Bank Jobs
Bank Jobs
Montana weather usually can mean a work shut down in winter months. Generally we planned for it by stocking up on basic necessities and food, as well as paying ahead on loans.
The 1st National Bank was a plus for us all. The boss told us that he had bid the job at bare cost just to keep us working. We really appreciated that, and we were determined to make it come out ahead. We were going to work extra hard.
When the light fixtures came in, which he had ordered, he assisted us in stacking them in an empty room. When he looked at the invoice that had come with the fixtures he said; “Oh! This is great! They threw the light bulbs in free. That gives us about $400.00 profit on the job.”
When we finished and all the numbers had been run, he told us he had come out with about a 10% profit. Everyone felt good about that. I don’t know how the other contractors did, but I do know there were some surprises on the job.
In the banks I have worked on there are two vaults. One is a cash vault and one is a paper vault. Each vault has about 18” thick concrete walls enclosing them. They are outfitted with breathing tubes so that if someone gets accidently locked in the vault they won’t suffocate. These tubes are placed on an upward angle out of the vault so that someone inside cannot toss items out the tube to someone else outside.
In this bank the two vaults had been placed side by side for many years. There was a partition wall between the two vaults, and the store located in the same building. The store had moved and the bank was taking over its space. The decision to expand the bank also included a renovation on the vaults. The two existing vaults were to be combined into one, and a new vault installed a distance away in the new portion of the bank.

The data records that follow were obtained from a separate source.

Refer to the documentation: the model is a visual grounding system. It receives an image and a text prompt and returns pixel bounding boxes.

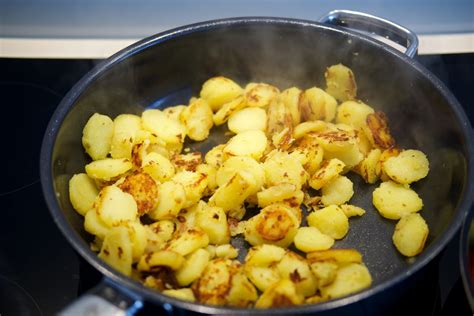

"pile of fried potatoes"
[69,64,429,308]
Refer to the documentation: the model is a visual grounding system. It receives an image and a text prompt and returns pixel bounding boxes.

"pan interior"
[48,23,467,312]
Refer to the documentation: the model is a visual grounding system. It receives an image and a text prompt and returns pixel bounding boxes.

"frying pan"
[40,11,474,315]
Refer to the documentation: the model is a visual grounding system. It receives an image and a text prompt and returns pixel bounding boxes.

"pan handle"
[319,10,418,58]
[58,278,143,316]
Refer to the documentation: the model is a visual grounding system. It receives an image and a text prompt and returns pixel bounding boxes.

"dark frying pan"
[40,11,474,314]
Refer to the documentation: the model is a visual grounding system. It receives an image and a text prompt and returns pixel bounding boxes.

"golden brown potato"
[277,250,316,297]
[279,87,302,126]
[308,159,345,190]
[306,205,349,239]
[324,64,357,101]
[227,108,267,134]
[336,101,374,128]
[95,186,138,227]
[244,83,280,108]
[166,227,209,256]
[175,248,210,286]
[85,158,133,181]
[212,97,245,126]
[223,130,267,161]
[244,204,300,247]
[148,181,186,220]
[199,77,243,112]
[363,112,395,149]
[320,263,372,299]
[69,173,99,216]
[142,109,186,144]
[383,149,430,184]
[171,152,202,171]
[118,172,158,216]
[306,249,362,264]
[180,99,214,141]
[321,176,354,206]
[353,148,382,184]
[392,213,429,257]
[299,87,337,122]
[372,181,423,219]
[294,227,334,252]
[110,114,141,159]
[82,113,114,160]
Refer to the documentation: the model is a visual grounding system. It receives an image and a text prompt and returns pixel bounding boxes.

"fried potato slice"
[392,213,429,257]
[299,87,337,122]
[227,107,267,134]
[372,181,423,219]
[255,279,304,308]
[320,263,372,299]
[244,83,280,108]
[199,76,243,112]
[69,173,99,216]
[293,227,334,252]
[85,158,133,181]
[383,149,430,184]
[363,112,395,149]
[82,113,114,160]
[180,99,214,141]
[118,172,158,216]
[306,205,349,239]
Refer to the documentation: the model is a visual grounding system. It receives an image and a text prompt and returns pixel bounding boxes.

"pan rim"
[40,17,474,314]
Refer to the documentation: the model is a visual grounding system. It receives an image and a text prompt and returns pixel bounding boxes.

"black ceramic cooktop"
[0,54,474,316]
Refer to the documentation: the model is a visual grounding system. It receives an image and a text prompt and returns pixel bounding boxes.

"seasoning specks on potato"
[69,64,429,308]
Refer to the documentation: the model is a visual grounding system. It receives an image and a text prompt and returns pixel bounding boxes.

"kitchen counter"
[0,0,474,58]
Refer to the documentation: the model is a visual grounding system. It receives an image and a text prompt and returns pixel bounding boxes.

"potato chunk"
[137,250,184,271]
[306,205,349,239]
[180,99,214,141]
[324,64,357,101]
[321,176,354,206]
[223,130,267,160]
[96,186,138,227]
[118,172,158,215]
[82,113,114,160]
[142,109,186,144]
[148,181,186,220]
[216,156,265,194]
[383,149,429,184]
[85,158,133,181]
[255,279,304,308]
[195,202,230,245]
[320,263,372,299]
[336,101,374,128]
[299,87,337,122]
[110,114,141,159]
[227,108,267,134]
[69,173,99,216]
[294,227,334,252]
[280,87,302,126]
[199,76,243,112]
[277,251,316,296]
[244,83,280,108]
[392,213,429,257]
[141,152,175,182]
[372,181,423,219]
[308,158,345,190]
[244,204,300,247]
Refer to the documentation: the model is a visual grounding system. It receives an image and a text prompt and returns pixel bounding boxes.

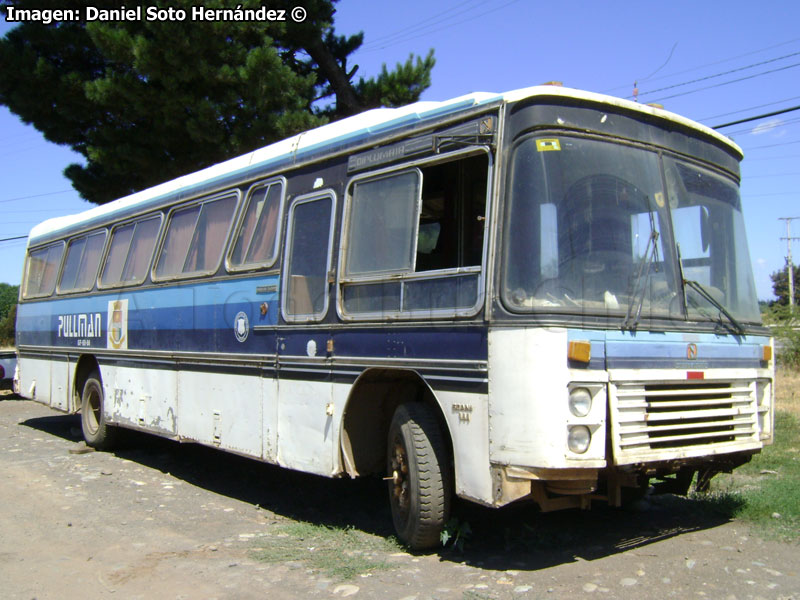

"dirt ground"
[0,395,800,600]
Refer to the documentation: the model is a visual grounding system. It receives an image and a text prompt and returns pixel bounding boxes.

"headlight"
[567,425,592,454]
[569,388,592,417]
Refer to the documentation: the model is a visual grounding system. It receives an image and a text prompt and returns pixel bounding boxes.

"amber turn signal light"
[567,340,592,363]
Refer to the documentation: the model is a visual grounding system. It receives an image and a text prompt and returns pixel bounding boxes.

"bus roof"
[28,85,742,246]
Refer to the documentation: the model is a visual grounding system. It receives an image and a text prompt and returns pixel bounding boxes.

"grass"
[775,368,800,418]
[253,522,404,581]
[695,370,800,541]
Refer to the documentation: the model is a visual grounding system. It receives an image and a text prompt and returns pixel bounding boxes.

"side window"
[22,242,64,298]
[58,231,106,293]
[282,192,335,322]
[346,169,422,276]
[229,181,284,270]
[100,215,161,287]
[340,152,490,317]
[155,193,239,278]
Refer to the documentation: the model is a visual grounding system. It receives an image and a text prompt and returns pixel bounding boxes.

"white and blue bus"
[17,86,774,548]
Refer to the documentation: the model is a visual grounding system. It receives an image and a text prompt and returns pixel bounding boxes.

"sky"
[0,0,800,300]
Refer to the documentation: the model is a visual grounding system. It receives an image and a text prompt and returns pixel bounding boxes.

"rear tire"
[386,403,453,550]
[81,371,117,450]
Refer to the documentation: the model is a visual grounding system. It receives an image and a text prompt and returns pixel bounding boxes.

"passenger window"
[283,193,334,321]
[23,242,64,298]
[100,215,161,287]
[58,231,106,293]
[230,181,283,270]
[155,194,238,278]
[342,153,489,316]
[415,154,488,272]
[347,169,422,276]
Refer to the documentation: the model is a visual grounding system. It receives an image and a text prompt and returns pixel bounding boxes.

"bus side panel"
[278,374,338,475]
[178,370,263,458]
[19,354,52,405]
[100,364,177,436]
[489,327,606,469]
[50,355,70,412]
[261,372,278,463]
[435,391,492,504]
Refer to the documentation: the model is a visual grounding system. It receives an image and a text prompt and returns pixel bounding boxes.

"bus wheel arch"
[81,370,118,450]
[71,354,100,413]
[340,368,453,477]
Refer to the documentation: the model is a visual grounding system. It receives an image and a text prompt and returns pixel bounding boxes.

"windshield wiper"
[683,279,744,335]
[677,244,745,335]
[622,210,658,331]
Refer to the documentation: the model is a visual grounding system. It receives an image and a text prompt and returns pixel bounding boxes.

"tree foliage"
[0,0,435,204]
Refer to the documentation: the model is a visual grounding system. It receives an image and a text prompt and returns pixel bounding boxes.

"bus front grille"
[610,380,758,464]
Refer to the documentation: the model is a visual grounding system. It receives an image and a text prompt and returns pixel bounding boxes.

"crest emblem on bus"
[108,300,128,350]
[233,312,250,342]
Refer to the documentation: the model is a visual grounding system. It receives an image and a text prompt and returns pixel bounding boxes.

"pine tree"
[0,0,435,204]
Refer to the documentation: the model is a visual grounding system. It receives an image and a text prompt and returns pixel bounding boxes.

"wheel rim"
[389,437,410,520]
[86,388,100,434]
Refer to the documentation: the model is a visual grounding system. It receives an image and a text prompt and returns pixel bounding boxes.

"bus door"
[277,190,336,473]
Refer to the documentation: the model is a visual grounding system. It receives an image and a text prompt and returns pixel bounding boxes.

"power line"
[725,117,800,137]
[742,140,800,152]
[605,38,800,94]
[695,96,800,122]
[652,63,800,102]
[639,52,800,96]
[363,0,520,52]
[712,105,800,129]
[0,190,75,202]
[360,0,482,50]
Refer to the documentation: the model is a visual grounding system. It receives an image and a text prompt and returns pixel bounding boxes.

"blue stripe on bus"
[567,329,769,370]
[17,276,488,361]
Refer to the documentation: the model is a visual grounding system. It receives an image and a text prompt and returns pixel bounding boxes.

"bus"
[16,85,774,549]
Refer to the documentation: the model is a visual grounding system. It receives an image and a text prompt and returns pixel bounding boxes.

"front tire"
[81,371,117,450]
[386,403,453,550]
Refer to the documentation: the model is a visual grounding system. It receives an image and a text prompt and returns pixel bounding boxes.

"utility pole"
[778,217,800,314]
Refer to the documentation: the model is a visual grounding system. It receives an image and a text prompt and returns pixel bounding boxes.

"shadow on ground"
[21,415,731,571]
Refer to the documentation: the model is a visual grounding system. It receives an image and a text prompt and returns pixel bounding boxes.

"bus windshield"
[502,135,760,327]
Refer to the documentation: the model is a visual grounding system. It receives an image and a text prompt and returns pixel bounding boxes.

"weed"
[253,522,402,581]
[693,411,800,541]
[439,517,472,552]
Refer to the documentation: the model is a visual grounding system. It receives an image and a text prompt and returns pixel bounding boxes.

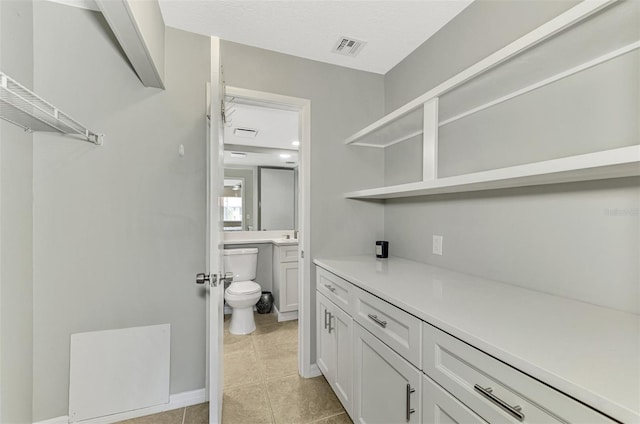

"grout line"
[307,411,351,424]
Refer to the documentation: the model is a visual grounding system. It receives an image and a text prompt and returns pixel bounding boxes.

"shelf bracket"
[422,97,439,181]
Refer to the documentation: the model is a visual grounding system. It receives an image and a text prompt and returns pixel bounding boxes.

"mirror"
[223,98,299,231]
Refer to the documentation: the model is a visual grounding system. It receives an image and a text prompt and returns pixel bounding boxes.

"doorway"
[224,87,320,377]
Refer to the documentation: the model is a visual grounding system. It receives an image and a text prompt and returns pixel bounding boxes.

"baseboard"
[273,305,298,322]
[34,389,208,424]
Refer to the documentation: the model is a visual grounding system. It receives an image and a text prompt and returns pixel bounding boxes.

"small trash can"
[256,292,273,314]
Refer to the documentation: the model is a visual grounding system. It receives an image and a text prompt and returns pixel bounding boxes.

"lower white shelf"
[344,145,640,199]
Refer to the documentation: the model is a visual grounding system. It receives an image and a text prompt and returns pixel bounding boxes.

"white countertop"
[224,238,298,246]
[314,256,640,423]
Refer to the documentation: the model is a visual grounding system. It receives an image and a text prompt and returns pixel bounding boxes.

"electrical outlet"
[433,236,442,256]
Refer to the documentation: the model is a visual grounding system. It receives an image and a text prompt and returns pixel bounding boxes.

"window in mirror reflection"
[222,179,244,231]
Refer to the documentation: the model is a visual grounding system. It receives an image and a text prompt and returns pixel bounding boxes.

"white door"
[205,37,224,424]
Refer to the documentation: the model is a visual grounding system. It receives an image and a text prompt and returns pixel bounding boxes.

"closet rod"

The plan was to pour concrete to fill in the existing vault doors and cut a new door on the side of the vault that had abutted the partition wall. Two men were going to jack hammer the opening in the vault for the new door. The job was going to take two men and a rope suspension for the jack hammer to get the new opening in the vault wall. It was, after all, an 18” thick wall, the jack hammer was heavy, and the door was going to exceed six feet in height.
When the two men started the jack hammer it practically fell through the wall. When they showed the bank president, he got as pale as a sheet. The wall had been constructed out of clay tile, not 18” thick concrete. It had been that way since the bank had been built. Anyone could have hid in the adjoining store over night and broke into the vault with an ordinary home owner’s claw hammer.
Making the door and taking out the partition was not a big problem. However a whole new 18” thick concrete wall had to be built.
If you attempt to break into a bank vault, make sure it is very, very old and has been built by a contractor that cuts corners.